Certes avec ses dix lettres et son trait d'union il m'a permis d'apprendre à écrire la moitié de l'alphabet alors que les autres gribouillaient à peine les six jolies lettres de "Claire", mais l'entendre provoque chez moi une douleur physique.

Si vous voulez me mettre en colère sans raison, prononcez correctement mon nom.

Cela dit, la synesthésie n'a pas que du mauvais, au contraire. Le "a" d'une feuille n'est pas seulement rouge : il est rouge comme le sang éclaboussant l'intérieur d'une petite pièce sombre à carreaux gris et blancs. Le "e" me fait songer à un arbre noir, aux feuilles, au ciel d'hiver et à des nids d'oiseaux. Le "i" est un bonhomme qui m'inspire la méfiance, ou l'archet d'un violon glissant sur son corps de bois verni.

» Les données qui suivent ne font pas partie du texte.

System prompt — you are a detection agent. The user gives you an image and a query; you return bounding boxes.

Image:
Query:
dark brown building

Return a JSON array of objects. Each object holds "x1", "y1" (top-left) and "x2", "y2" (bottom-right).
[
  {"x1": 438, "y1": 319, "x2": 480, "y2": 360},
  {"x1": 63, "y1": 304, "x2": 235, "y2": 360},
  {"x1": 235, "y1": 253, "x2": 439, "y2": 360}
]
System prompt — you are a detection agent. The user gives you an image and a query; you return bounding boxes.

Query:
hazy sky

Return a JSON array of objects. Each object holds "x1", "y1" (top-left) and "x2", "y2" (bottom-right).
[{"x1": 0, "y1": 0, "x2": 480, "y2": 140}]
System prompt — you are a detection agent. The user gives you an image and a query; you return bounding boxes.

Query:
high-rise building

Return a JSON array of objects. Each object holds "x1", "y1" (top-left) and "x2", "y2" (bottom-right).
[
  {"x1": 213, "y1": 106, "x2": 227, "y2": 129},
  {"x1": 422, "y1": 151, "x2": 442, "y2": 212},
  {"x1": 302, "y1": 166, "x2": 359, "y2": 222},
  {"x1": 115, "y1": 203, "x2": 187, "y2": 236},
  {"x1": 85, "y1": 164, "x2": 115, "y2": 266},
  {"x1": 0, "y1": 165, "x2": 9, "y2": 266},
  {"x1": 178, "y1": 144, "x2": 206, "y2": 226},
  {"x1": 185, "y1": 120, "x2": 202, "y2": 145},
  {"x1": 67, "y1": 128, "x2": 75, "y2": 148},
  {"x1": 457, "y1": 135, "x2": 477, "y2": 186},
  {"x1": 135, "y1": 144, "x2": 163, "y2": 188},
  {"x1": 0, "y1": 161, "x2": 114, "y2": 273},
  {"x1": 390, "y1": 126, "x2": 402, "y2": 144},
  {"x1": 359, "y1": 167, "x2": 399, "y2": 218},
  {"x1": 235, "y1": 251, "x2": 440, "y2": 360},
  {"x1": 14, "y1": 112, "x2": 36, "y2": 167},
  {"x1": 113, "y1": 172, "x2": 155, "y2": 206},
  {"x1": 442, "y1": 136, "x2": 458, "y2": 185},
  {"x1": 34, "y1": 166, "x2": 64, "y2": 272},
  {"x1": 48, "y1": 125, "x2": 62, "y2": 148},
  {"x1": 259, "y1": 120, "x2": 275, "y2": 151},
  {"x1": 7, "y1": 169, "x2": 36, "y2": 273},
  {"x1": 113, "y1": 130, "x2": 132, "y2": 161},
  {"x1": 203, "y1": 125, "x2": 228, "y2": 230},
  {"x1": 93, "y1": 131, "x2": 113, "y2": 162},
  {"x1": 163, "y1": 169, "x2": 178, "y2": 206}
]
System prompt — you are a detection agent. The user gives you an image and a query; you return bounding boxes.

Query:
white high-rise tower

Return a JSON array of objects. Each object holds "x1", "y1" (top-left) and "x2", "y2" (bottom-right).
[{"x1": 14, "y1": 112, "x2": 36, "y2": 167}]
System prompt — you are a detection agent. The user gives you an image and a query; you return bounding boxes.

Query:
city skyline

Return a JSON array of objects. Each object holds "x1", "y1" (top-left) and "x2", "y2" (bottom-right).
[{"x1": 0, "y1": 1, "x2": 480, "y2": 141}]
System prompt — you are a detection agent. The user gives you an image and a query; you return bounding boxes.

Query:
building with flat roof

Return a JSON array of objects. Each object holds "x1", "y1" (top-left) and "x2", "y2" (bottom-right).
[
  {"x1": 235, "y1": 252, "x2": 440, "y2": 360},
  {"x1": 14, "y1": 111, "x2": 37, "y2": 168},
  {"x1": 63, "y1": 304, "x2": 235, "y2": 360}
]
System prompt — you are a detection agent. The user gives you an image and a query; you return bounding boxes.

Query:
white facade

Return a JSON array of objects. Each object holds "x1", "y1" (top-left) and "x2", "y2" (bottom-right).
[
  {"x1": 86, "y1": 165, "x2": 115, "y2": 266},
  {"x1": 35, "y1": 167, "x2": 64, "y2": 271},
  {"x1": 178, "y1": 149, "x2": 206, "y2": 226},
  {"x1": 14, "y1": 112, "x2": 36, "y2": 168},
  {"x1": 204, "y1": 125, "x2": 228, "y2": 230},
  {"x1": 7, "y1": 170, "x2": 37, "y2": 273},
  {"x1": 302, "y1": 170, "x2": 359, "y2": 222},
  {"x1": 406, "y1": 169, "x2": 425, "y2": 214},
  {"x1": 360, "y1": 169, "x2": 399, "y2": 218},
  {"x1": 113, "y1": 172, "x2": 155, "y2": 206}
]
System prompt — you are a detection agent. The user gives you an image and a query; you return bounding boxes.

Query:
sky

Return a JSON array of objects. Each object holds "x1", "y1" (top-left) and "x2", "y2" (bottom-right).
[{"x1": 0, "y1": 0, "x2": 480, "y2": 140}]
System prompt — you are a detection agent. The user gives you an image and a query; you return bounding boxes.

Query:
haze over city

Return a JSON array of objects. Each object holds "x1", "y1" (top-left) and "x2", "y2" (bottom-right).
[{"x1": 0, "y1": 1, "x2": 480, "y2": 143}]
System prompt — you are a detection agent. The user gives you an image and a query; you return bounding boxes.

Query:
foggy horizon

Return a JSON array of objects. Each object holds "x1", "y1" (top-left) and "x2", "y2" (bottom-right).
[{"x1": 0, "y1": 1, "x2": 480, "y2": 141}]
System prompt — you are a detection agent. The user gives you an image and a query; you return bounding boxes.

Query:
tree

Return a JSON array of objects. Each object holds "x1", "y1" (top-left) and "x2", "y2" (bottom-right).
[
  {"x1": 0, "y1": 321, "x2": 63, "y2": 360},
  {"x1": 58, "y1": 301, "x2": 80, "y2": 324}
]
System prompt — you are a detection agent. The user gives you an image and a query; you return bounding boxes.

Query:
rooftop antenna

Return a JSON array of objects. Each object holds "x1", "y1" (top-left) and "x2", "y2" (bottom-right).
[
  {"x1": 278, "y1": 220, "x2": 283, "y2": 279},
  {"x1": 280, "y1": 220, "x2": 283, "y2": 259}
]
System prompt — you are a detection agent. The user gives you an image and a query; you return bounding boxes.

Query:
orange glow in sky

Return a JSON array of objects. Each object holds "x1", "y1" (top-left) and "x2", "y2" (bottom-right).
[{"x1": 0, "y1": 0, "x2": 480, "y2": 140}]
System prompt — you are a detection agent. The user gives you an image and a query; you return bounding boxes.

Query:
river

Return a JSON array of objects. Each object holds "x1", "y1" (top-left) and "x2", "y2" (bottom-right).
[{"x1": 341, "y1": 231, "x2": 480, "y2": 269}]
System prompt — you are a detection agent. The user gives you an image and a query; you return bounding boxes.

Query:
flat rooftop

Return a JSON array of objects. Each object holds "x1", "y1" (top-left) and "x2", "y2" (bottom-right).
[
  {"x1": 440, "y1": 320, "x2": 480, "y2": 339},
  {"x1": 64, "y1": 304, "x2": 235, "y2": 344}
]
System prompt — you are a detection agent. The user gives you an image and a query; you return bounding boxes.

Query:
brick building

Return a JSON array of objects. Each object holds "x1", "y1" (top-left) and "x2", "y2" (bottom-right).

Les possibilités sont aussi infinies que leurs combinaisons.

Comprenons-nous bien : sur une page blanche, les mots me semblent aussi noirs qu'à vous. Mais lorsque je les lis, et parce que je les lis "à voix haute dans ma tête", parce que je les entends, mon cerveau convertit ces sons. Les musiques sont des tableaux pour moi, des ambiances, les lieux ; les meilleurees ont des histoires (mais ça, vous le saviez déjà).

Toutes les lettres n'ont pas de couleurs, mais toutes ont une sensation. Il en va de même pour les chiffres -et ainsi je confonds souvent le vert des 4 et des 7, le rouge des 3, des 6, des 8 aux nuances subtiles.

Les chiffres, les lettres ont une histoire : le 1, petit et nerveux, se méfie des autres ; le 2 vogue calme et bleu sur un immense lac ; le 3 m'inspire la méfiance des ruelles mal éclairées ; le 6 est comme une flamme sauvage et libérée, le 8 un violoncelle à voix grave, ainsi qu'une femme magique et plantureuse ; le 9 à chapeau noir et manteau d'ombre me fait peur ; le 0 n'a rien demandé.

A quoi ressemble l'esprit des gens sans tout cela ? Sans sons, sans couleurs, sans personnalité ni voix ; à quoi ressemble le monde lorsqu'un mot n'est qu'un mot, et un nombre une suite de chiffres ?

Les mots sont vivants pour moi. Qu'est-ce que vivre dans un monde où ils n'essaient pas de communiquer autrement que par l'évidence de leur signifié ?

Ne me dites pas que les gens se ressemblent, que les gens peuvent s'entendre ou s'accorder en idées : ils peuvent se mettre d'accord sur un sens commun, se diriger vers une même flamme dans le noir, mais personne ne lui prête la même signification et ne la comprend de la même manière, car notre différence commence à la perception.